The first volume in the trilogy, All Souls’ Rising (1995), detailed the origins of the Haitian uprising as a slave revolt against the French, costing thousands of lives on both sides. At that time, Haiti was still the French colony known as Saint-Domingue. The second volume, Master of the Crossroads (2000), described how Louverture outmaneuvered the Spanish and English forces. The Stone That the Builder Refused concerns the last days of Louverture, finally captured by the French, and the plight of the Haitian insurgency after Napoleon reneged on his promise of support for the rebels and sent troops to attack them. It continues with characters from the earlier two volumes, among them Antoine Hébert, a European doctor sympathetic to the revolutionaries; and the shadowy rebel fighter Riau. Far more than a chronicle of battles, the trilogy describes relationships and their sundering of master and slave, soldier and commander, and husband and wife. “The revolution,” says Bell, “was about who gets to have human rights — who gets to be defined as human.”
At the outset, Bell didn’t realize how massive the project would become. He pored over historical records and learned Creole. Since 1995, he has visited Haiti about a dozen times.

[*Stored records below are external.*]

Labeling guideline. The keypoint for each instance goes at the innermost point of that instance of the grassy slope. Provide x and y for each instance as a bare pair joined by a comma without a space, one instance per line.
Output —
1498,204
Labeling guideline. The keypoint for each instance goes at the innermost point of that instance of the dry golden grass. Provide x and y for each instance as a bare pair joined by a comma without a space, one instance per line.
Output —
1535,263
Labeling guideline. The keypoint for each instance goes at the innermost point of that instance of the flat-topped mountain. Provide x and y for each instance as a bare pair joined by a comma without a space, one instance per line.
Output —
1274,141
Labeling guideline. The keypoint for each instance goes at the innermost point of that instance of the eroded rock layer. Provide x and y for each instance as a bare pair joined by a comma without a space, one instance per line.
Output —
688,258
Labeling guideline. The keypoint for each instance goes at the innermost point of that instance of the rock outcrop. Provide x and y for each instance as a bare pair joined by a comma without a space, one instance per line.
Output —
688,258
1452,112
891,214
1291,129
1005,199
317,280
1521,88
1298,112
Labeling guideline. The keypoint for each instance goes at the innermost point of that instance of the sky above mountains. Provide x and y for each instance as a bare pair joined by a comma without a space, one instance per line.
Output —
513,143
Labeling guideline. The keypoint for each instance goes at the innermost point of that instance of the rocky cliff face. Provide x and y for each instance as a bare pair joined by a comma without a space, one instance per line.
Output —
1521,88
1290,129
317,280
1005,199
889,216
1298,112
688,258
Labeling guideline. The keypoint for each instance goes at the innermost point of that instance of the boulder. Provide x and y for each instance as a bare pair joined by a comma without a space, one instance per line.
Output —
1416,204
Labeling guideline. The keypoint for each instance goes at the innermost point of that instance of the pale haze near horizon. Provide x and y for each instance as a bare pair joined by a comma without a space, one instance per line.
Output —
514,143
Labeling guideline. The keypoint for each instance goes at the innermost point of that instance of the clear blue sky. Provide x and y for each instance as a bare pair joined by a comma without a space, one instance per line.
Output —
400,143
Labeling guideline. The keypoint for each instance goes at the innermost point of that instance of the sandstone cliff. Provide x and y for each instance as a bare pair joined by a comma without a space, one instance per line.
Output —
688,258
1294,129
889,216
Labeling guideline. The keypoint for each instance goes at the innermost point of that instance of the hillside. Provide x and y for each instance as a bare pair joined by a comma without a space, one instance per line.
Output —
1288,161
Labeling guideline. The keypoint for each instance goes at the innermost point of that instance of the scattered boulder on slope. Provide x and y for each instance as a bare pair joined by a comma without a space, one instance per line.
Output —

Bell had begun writing fiction before arriving at Princeton, and in his sophomore year took a writing workshop with poet and novelist George Garrett ’52 *85, whom he credits as a major influence. A creative writing professor at Goucher College in Baltimore since 1984, Bell is the author of nine other novels, including his powerful debut The Washington Square Ensemble (1983), and the short-story collections Zero Db (1987) and Barking Man (1990).
For his next project, Bell is finishing up a brief biography of Louverture in Paris. And then? After spending almost two decades on Haiti, he’s ready to move on. “I hate repeating myself,” he says.
David Galef ’81 is a novelist and an English professor at the University of Mississippi.
Live Longer, Live Better: Taking Care of Your Health After 50 — Peter H. Gott ’57 *58 (Quill Driver Books). The author, an internist, addresses common medical and health issues — from managing chronic pain and a new therapy for rheumatoid arthritis to treatment for prostate cancer and the warning signs of strokes — in a user-friendly, question-and-answer format. Gott writes a nationally syndicated column, “Dr. Gott.”
Extremely Loud and Incredibly Close — Jonathan Safran Foer ’99 (Houghton Mifflin). This novel opens as 9-year-old Oskar Schell returns to his apartment on the morning of Sept. 11 and listens to five messages from his father, who is trapped in the World Trade Center. The novel follows the boy as he searches for the lock that fits a mysterious key belonging to his dead father. Foer also wrote Everything is Illuminated (2002), which was made into a movie to be released in August.
Bloody Falls of the Coppermine: Madness, Murder, and the Collision of Cultures in the Arctic, 1913 — McKay Jenkins *96 (Random House). The author tells the story of the brutal murder of two Catholic priests who set out in 1913 on a dangerous journey to convert a group of Eskimos and were killed by Inuit hunters. Jenkins recounts the police investigation and murder trials. Jenkins is an English professor at the University of Delaware.